Toxicological sciences : an official journal of the Society of Toxicology

PubMedID: 22334560

Hester S, Moore T, Padgett WT, Murphy L, Wood CE, Nesnow S. The hepatocarcinogenic conazoles: cyproconazole, epoxiconazole, and propiconazole induce a common set of toxicological and transcriptional responses. Toxicol Sci. 2012;127(1):54-65.
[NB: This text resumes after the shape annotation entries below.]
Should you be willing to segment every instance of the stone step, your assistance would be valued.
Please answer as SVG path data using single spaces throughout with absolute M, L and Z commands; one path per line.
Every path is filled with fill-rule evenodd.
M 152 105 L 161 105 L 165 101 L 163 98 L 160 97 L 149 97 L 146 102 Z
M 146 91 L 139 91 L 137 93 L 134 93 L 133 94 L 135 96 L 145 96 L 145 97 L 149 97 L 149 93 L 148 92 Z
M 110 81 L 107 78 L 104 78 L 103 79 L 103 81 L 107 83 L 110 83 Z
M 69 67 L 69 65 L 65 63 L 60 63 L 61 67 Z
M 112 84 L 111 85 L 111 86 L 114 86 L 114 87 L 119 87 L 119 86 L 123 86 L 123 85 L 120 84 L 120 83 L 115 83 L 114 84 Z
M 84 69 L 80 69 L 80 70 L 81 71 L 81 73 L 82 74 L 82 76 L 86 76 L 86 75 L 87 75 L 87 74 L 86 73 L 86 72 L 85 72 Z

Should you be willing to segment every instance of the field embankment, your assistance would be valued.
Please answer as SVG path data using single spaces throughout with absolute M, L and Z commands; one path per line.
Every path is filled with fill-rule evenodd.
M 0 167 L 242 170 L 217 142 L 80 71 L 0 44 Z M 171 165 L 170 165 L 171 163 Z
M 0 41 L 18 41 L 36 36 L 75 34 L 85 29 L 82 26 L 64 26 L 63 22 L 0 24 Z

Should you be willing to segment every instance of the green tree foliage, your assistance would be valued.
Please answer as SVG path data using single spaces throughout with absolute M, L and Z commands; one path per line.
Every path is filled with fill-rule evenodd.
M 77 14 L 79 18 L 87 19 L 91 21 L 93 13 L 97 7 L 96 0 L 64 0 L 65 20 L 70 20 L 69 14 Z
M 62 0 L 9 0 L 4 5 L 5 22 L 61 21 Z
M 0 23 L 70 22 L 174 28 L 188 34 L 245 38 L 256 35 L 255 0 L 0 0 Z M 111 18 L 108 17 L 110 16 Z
Conazoles are fungicides used as agricultural pesticides and pharmaceutical products. We investigated whether a common core of toxicological and transcriptional responses underlies the observed carcinogenic effects of three conazoles: cyproconazole, epoxiconazole, and propiconazole. In studies where mice were fed diets of these conazoles for 30 days, we found a common set of toxicological effects altered by these conazoles: hepatomegaly, hepatocellular hypertrophy, decreased serum cholesterol, decreased hepatic levels of all-trans-retinoic acid, and increased hepatic cell proliferation. Microarray-based transcriptional analysis revealed 330 significantly altered probe sets common to these conazoles, many of which showed strong dose responses for cytochrome P450, glutathione S-transferase, and oxidative stress genes. More detailed analyses identified a subset of 80 altered genes common to the three conazoles that were associated with cancer. Pathways associated with these genes included xenobiotic metabolism, oxidative stress, cell signaling, and cell proliferation. A common TGFa-centric pathway was identified within the 80-gene set, which, in combination with the toxicological and other transcriptomic findings, provides a more refined toxicity profile for these carcinogenic conazoles.